One outcome of Medicare’s advancements that particularly caught my eye was reported by the Agency for Healthcare Research and Quality (AHRQ) in November 2015.

Their research indicates that hospital-acquired conditions (HAC’s) decreased 17 percent between 2010 and 2014, from 145 to 121 per 1,000 discharges, while readmission rates dropped 8 percent.

This resulted in an estimated 87,000 lives saved, and a cost reduction of $19.8 billion. These dramatic results occurred during a period of concerted effort by hospitals to reduce adverse events spurred by Medicare’s move toward value-based payment models.

Currently, the best fit for workers’ comp is Medicare’s Bundled Payment models, which set a single rate for services during an episode of care. This concept is certainly not unfamiliar to workers’ comp.

While these numbers certainly illustrate the business aspect of health care, more than that, they illuminate the striking financial and quality impact that value-based models can have on healthcare delivery.

Most compelling is that the 2010-2014 programs that drove these drastic improvements were largely Medicare’s pilot forays into value-based care.

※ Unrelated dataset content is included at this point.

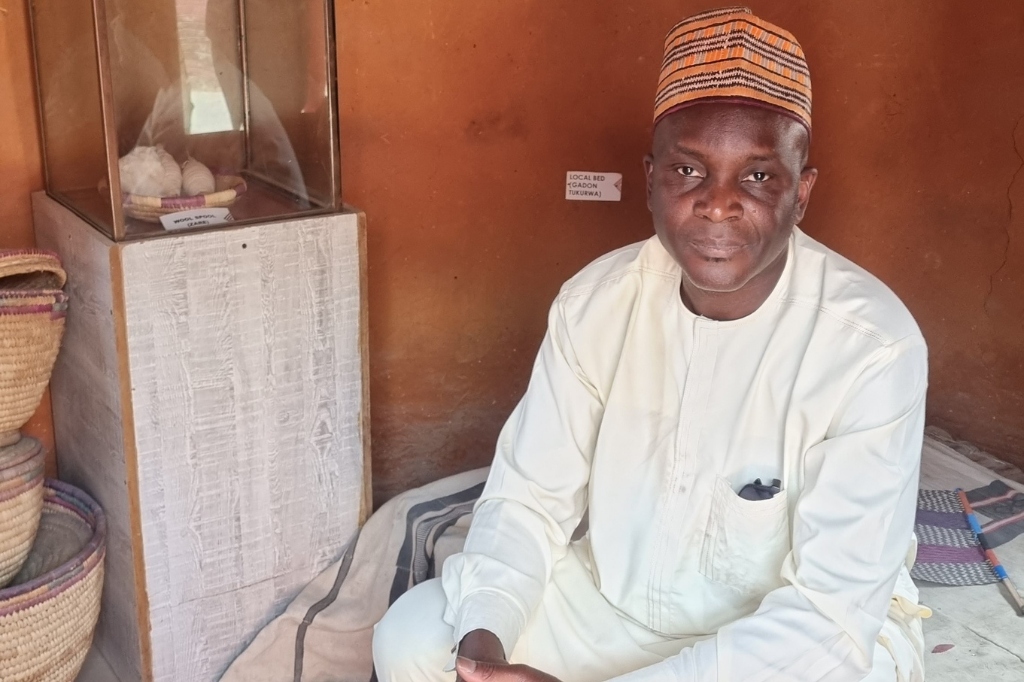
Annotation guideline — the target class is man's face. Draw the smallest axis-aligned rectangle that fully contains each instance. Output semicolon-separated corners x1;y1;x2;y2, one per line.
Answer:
644;103;817;296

Now that Medicare is fully implementing these programs, imagine the impact broader application could have in areas like workers’ comp.

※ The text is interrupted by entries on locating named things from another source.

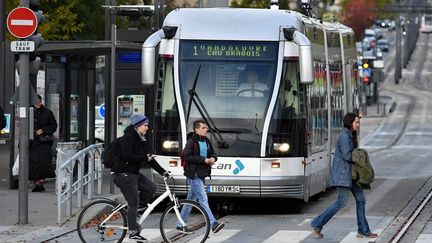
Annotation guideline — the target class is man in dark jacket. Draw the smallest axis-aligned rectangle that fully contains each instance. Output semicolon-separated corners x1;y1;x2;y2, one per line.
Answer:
111;114;167;241
29;95;57;192
177;120;225;233
0;106;6;130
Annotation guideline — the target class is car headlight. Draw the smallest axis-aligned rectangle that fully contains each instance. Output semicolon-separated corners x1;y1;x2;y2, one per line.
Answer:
273;143;290;152
162;140;179;150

At their foundation, value-driven models reward high quality and cost effective patient care. While Medicare has many models, there are four basic forms, three of which—Affordable Care Organizations (ACOs), Merit-Based Incentive Payment Systems (MIPS), and Capitated Rates—pose major obstacles for most workers’ comp payers today. All require significant patient volume to mitigate the providers’ risk and administrative burden, historical data and benchmarking efforts, and direction of care capabilities.

Currently, the best fit for workers’ comp is Medicare’s Bundled Payment models, which set a single rate for services during an episode of care. This concept is certainly not unfamiliar to workers’ comp.

The simplest (and oldest) model is DRGs, where hospitals are paid a flat rate for a diagnosis/procedure, regardless of treatment. We’ve also long seen case rates for physical therapy.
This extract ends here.